2. Yes, she will help you with 5 partner points. You only need a suitable skills assessment, and not years of work experience.


----------



## gargn1420 (Mar 6, 2018)

Thanks

Also can you please advise whether I shud apply for 190 in ICT BA skill at 80 points or in 189 at 70 points. Someone told me 70 points are not good enough to get a PR now.


----------



## JASN2015 (Dec 16, 2017)

gargn1420 said:


> Thanks
> 
> Also can you please advise whether I shud apply for 190 in ICT BA skill at 80 points or in 189 at 70 points. Someone told me 70 points are not good enough to get a PR now.


You can apply for 190 and 189 at the same time, and then you will be invited either 190 or 189 (many members here apply for both visas in separate eoii.)


----------



## gargn1420 (Mar 6, 2018)

JASN2015 said:


> You can apply for 190 and 189 at the same time, and then you will be invited either 190 or 189 (many members here apply for both visas in separate eoii.)


So you are saying I then apply to the visa whose invite come first??

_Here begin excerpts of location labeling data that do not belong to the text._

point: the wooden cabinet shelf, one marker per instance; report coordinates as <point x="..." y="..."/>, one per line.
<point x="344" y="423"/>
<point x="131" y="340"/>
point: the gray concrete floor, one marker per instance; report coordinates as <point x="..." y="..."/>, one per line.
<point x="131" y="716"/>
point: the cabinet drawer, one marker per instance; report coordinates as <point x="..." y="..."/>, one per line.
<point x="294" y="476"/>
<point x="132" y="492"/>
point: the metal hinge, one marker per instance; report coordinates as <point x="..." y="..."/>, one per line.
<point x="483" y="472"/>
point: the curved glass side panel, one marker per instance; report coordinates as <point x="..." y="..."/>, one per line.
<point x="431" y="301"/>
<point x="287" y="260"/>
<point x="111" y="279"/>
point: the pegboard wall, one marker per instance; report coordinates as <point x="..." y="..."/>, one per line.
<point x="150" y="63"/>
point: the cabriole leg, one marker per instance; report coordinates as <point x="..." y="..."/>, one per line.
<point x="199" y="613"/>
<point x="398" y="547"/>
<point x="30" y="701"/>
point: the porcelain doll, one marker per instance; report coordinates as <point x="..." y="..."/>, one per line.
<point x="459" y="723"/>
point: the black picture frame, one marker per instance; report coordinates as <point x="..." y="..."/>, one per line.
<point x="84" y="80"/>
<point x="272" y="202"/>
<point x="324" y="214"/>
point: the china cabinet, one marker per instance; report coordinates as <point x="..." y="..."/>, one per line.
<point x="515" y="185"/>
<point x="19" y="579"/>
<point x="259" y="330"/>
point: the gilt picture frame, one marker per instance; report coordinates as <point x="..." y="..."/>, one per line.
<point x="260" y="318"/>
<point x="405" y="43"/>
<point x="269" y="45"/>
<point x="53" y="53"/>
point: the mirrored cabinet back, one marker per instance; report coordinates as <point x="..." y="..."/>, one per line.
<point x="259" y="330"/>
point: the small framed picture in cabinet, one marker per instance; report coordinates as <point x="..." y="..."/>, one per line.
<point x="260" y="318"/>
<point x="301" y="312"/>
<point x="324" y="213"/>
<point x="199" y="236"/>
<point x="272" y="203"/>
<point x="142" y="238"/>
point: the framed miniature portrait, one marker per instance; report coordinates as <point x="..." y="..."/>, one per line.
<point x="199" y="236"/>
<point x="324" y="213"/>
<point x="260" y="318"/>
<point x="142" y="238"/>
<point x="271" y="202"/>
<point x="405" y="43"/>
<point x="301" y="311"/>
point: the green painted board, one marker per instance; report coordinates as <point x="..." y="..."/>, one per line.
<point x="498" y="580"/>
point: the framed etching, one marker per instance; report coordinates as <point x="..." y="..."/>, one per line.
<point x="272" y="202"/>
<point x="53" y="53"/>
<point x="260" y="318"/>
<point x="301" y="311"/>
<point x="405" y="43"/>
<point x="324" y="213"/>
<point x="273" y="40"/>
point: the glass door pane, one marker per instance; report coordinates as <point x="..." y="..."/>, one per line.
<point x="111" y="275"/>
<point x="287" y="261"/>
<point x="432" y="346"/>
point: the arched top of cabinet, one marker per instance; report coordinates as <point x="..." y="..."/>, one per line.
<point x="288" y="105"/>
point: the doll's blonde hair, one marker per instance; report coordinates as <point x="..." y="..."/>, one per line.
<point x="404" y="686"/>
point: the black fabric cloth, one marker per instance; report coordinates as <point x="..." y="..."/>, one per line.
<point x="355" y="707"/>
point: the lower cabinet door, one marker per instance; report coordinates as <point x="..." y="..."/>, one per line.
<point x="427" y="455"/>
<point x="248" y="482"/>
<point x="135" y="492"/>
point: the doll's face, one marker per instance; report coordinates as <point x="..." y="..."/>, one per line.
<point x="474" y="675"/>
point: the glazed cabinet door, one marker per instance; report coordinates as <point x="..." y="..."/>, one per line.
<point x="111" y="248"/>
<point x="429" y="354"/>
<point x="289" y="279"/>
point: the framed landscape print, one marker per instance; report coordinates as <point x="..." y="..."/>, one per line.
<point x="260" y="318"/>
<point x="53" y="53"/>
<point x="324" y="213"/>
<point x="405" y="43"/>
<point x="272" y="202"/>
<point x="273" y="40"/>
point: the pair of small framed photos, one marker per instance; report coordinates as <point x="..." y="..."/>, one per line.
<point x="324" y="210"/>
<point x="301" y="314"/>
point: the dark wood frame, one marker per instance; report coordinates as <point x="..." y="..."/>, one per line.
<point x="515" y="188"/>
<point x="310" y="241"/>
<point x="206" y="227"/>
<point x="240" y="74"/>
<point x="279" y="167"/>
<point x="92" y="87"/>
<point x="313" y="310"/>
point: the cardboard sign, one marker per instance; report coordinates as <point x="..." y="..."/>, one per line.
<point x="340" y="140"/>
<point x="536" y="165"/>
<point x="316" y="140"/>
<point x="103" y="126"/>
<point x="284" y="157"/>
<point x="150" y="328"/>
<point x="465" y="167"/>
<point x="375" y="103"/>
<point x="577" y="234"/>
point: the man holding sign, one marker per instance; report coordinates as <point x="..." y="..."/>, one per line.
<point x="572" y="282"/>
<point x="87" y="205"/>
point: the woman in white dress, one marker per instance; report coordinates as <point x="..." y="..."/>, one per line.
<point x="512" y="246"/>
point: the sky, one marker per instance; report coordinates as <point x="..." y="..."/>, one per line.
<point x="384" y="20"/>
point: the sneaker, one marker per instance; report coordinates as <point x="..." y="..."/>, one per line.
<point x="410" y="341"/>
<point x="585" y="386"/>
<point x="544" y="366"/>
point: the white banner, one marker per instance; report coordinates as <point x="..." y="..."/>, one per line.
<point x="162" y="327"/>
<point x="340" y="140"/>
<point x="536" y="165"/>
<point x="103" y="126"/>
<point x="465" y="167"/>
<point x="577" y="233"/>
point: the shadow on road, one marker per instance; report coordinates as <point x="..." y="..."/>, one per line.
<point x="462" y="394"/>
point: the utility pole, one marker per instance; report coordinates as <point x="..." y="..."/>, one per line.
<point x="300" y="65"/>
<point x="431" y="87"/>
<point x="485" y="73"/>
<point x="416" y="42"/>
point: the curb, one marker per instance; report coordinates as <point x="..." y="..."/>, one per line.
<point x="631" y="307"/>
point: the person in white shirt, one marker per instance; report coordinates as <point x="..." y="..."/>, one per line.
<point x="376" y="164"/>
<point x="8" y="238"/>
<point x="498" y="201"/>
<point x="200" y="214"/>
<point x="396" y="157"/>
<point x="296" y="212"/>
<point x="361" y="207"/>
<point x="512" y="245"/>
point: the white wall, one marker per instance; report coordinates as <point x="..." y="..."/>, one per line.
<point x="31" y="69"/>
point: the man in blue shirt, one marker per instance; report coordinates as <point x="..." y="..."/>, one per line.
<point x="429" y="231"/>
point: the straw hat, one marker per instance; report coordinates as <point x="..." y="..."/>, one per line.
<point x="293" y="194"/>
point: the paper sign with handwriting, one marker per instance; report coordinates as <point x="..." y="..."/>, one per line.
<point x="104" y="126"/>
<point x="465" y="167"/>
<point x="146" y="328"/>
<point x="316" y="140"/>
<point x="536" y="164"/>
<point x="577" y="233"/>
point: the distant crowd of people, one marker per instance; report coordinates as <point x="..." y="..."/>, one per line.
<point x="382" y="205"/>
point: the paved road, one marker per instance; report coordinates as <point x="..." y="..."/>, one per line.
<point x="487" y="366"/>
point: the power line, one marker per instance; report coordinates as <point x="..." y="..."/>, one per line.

Do you have an idea oh how much does the waiting time differs for 189 and 190 NSW ?? And if I have already got my partner sill assessmnet done which will give an extra 5 points in 190..then why to wait/opt for 189??


----------



## JASN2015 (Dec 16, 2017)

gargn1420 said:


> So you are saying I then apply to the visa whose invite come first??
> 
> Do you have an idea oh how much does the waiting time differs for 189 and 190 NSW ?? And if I have already got my partner sill assessmnet done which will give an extra 5 points in 190..then why to wait/opt for 189??


Yes,, you can apply for what is come first

For 189 visa,, selecting procedure varies state to state,,(it depends on occupation, English, experience,and many more)
What is your occupation?

For 189 ,it has cut-off points in each selection round depending on the occupation,doe, points,etc,,some occupation are categorised as pro-rata occupation which needs higher points that other occupations.

Friend don't delay the process
Submit a eoii and you can update it anytime when you get extra points for partner,, English,,etc.


----------